An instant later, a face appeared on Tourville's display. He'd seen that face before, when its owner surrendered to him. And again, when she had been clubbed down by the pulse rifle butts of State Security goons. Now she looked at him, her eyes like two more missile tubes.
"We meet again, Admiral Tourville," she said, and her soprano voice was cold.
"Admiral Harrington," he replied. "This is a surprise. I thought you were about eight light-minutes away."
"I am. I'm speaking to you over what we call a 'Hermes buoy.' It's an FTL relay with standard sub-light communication capability. We can load it into a cell in one of our new missile pods." The expression she produced was technically a smile, but it was one that belonged on something out of deep, dark oceanic depths.
"It accompanied my missile launch so I could speak directly to you," she continued in that same, icy-cold voice. "I'm sure you observed my birds' terminal performance. I'm also sure you understand I have the capability to blow every single one of your remaining ships out of space from my present position. I hope you aren't going to make it necessary for me to do so."
Tourville looked at her, and knew that last statement wasn't really accurate. Knew a part of her-the part behind those frozen eyes, that icy voice-hoped he would make it necessary. But too many people had already died for him to kill still more out of sheer stupidity.
"No, Your Grace," he said quietly. "I won't make it necessary."
"My acceptance of your surrender," she told him, "is contingent upon the surrender of your ships-and their databases-in their present condition. Is that clearly understood, Admiral Tourville?"
He hovered on the brink of refusing, of declaring that he would scrub his databases, as was customary, before surrendering a ship. But then he looked into those icy eyes again, and the temptation vanished.
"It's... understood, Your Grace," he made himself say.
"Good. Decelerate to zero relative to the system primary. You'll be boarded by prize officers once you do. In the meantime," she smiled again, that same terrifying smile, "my ships will remain here, where we can... keep an eye on things."
* * *
"Your Grace," Andrea Jaruwalski said, as Honor turned away from her conversation with Lester Tourville.
"Yes, Andrea?"
Honor felt drained and empty. She supposed she should feel triumph. After all, she'd just destroyed almost seventy superdreadnoughts, and captured another seventy-five. That had to be an interstellar record, and for a bonus, her people had saved the Star Kingdom's capital system from invasion. But after so much carnage, so much destruction, how was a woman supposed to feel triumphant?
"Your Grace, we're getting IDs off Admiral Kuzak's surviving ships from the inner system recon platforms."
"Yes?" Honor felt herself tightening inside. The pitiful handful of icons where Third Fleet had been mocked her. If she'd been able to get her ships into position even a few minutes earlier, perhaps-
She forced that thought aside, and looked Andrea in the eye.
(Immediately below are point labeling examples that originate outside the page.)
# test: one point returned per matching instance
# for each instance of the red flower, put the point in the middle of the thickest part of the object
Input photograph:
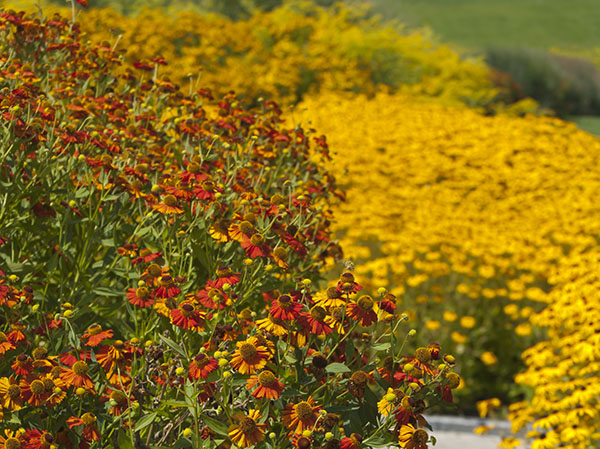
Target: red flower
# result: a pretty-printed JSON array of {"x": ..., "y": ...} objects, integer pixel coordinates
[
  {"x": 285, "y": 308},
  {"x": 202, "y": 366},
  {"x": 167, "y": 287},
  {"x": 187, "y": 317},
  {"x": 96, "y": 335},
  {"x": 90, "y": 431},
  {"x": 362, "y": 310},
  {"x": 255, "y": 246},
  {"x": 314, "y": 322},
  {"x": 140, "y": 297}
]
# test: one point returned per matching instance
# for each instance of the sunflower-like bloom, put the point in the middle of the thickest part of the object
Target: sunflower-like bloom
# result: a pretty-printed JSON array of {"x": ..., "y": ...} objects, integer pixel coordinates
[
  {"x": 249, "y": 356},
  {"x": 77, "y": 376},
  {"x": 362, "y": 310},
  {"x": 10, "y": 394},
  {"x": 412, "y": 438},
  {"x": 301, "y": 416},
  {"x": 268, "y": 385},
  {"x": 202, "y": 366},
  {"x": 247, "y": 431},
  {"x": 168, "y": 206}
]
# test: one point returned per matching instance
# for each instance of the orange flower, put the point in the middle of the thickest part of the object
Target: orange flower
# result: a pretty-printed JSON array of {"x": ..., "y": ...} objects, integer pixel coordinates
[
  {"x": 5, "y": 344},
  {"x": 10, "y": 394},
  {"x": 249, "y": 356},
  {"x": 412, "y": 438},
  {"x": 202, "y": 366},
  {"x": 268, "y": 385},
  {"x": 168, "y": 206},
  {"x": 34, "y": 393},
  {"x": 140, "y": 297},
  {"x": 95, "y": 335},
  {"x": 77, "y": 376},
  {"x": 187, "y": 317},
  {"x": 90, "y": 431},
  {"x": 314, "y": 322},
  {"x": 285, "y": 308},
  {"x": 247, "y": 431},
  {"x": 301, "y": 416},
  {"x": 11, "y": 439},
  {"x": 362, "y": 310}
]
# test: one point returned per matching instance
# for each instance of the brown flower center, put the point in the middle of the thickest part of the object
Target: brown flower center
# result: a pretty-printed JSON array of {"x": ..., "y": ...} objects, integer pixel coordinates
[
  {"x": 37, "y": 387},
  {"x": 154, "y": 270},
  {"x": 48, "y": 384},
  {"x": 280, "y": 252},
  {"x": 248, "y": 351},
  {"x": 359, "y": 378},
  {"x": 337, "y": 314},
  {"x": 193, "y": 168},
  {"x": 170, "y": 200},
  {"x": 88, "y": 418},
  {"x": 80, "y": 368},
  {"x": 423, "y": 355},
  {"x": 318, "y": 313},
  {"x": 201, "y": 360},
  {"x": 187, "y": 309},
  {"x": 303, "y": 443},
  {"x": 247, "y": 228},
  {"x": 420, "y": 437},
  {"x": 95, "y": 329},
  {"x": 332, "y": 293},
  {"x": 12, "y": 443},
  {"x": 14, "y": 391},
  {"x": 319, "y": 361},
  {"x": 303, "y": 410},
  {"x": 257, "y": 240},
  {"x": 118, "y": 397},
  {"x": 208, "y": 186},
  {"x": 247, "y": 425},
  {"x": 166, "y": 280},
  {"x": 266, "y": 379},
  {"x": 365, "y": 302},
  {"x": 284, "y": 301},
  {"x": 39, "y": 353}
]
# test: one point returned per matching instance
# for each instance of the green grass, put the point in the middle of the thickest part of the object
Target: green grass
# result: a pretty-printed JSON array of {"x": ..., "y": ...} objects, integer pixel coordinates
[
  {"x": 589, "y": 123},
  {"x": 571, "y": 25}
]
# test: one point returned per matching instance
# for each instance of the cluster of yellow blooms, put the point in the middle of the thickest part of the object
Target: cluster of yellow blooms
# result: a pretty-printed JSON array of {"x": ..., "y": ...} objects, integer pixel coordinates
[
  {"x": 462, "y": 215},
  {"x": 465, "y": 217},
  {"x": 290, "y": 51},
  {"x": 564, "y": 370}
]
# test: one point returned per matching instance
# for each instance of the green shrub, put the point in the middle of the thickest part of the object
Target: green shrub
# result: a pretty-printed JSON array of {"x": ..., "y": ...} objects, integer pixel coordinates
[{"x": 565, "y": 84}]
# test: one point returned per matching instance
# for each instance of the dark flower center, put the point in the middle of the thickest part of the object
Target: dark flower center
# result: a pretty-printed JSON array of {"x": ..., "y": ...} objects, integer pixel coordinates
[
  {"x": 248, "y": 351},
  {"x": 266, "y": 379},
  {"x": 247, "y": 425},
  {"x": 80, "y": 368},
  {"x": 303, "y": 410},
  {"x": 37, "y": 387}
]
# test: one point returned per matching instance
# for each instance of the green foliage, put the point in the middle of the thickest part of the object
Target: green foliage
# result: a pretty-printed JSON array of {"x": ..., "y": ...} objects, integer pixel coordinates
[{"x": 565, "y": 84}]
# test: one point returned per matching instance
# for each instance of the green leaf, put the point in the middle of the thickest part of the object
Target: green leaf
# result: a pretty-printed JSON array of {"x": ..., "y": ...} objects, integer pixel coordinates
[
  {"x": 382, "y": 347},
  {"x": 217, "y": 426},
  {"x": 333, "y": 368},
  {"x": 124, "y": 441},
  {"x": 145, "y": 421}
]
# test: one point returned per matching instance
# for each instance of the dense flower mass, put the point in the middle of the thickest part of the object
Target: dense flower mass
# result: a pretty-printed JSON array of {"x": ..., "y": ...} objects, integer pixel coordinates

"Your Grace, most of our ships are gone," Jaruwalski said softly, "but I've got transponder codes on both Chimera and Intransigent."
Honor's heart spasmed, and the ice about her soul seemed to crack, ever so slightly. Nimitz stirred in her lap, sitting up once again, leaning back against her and reaching up to touch the side of her face with a long-fingered true-hand.
"I've been trying to contact them," Harper Brantley put in, drawing Honor's attention to him, and her eyes burned as she tasted his emotions. Like Jaruwalski, he wanted desperately to give her some sort of good news, to tell her someone she loved had survived. Something to balance at least some of the pain and the blood.